Elle s’en alla conférer avec le glacier, pendant que Gilberte expliquait :

— « Une bombe-surprise, c’est de la glace à la vanille, en dehors, avec une crème au chocolat chaude, en dedans.

— Ça doit bien faire, entre la langue et le palais », affirma Bernard, décisif.

— « Tu peux toujours en manger. Tu auras bien le temps de te suicider après », insinua Gilberte, avec une gravité malicieuse.

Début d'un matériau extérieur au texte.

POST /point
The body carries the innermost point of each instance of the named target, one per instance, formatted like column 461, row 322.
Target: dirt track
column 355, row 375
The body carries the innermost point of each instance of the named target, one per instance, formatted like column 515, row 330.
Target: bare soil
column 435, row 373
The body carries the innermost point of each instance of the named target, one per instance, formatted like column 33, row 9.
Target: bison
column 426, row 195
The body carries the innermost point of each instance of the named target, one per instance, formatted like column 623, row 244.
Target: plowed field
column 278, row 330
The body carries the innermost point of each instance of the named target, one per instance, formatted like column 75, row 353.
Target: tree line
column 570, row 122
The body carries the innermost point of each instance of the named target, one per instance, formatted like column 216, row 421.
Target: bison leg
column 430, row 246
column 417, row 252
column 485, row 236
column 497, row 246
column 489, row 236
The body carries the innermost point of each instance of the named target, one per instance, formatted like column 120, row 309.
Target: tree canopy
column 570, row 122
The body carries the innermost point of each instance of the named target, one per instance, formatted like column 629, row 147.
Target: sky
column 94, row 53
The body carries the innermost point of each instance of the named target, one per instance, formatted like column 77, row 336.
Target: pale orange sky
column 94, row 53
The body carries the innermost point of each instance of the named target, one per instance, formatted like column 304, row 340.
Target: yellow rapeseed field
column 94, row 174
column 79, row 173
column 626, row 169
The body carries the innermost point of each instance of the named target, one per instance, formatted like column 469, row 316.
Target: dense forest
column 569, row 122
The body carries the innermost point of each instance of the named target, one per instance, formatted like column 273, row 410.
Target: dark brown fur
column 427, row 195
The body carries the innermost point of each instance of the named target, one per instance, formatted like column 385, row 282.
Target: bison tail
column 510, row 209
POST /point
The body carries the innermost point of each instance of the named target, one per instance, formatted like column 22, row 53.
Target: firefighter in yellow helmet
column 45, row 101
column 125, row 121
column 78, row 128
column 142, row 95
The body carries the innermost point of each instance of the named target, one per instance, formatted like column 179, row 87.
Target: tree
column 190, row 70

Son frère daigna sourire. Mais, aussitôt, revenant aux allures tragiques, il prit sa sœur à l’épaule, la regarda au fond des yeux.

— « N’empêche, ma petite, que tu n’oublieras pas ce jour-ci. Tu t’es mise contre moi avec ta marraine…

— Peux-tu dire !…

— Tu t’es mise contre moi avec ta marraine. Tu auras ta part de responsabilité dans ce qui arrivera. Ma résolution est prise. Je serai aviateur. Pas si bête que de me suicider !… On fait toujours ce qu’on veut, dans ce monde, quand on le veut bien. »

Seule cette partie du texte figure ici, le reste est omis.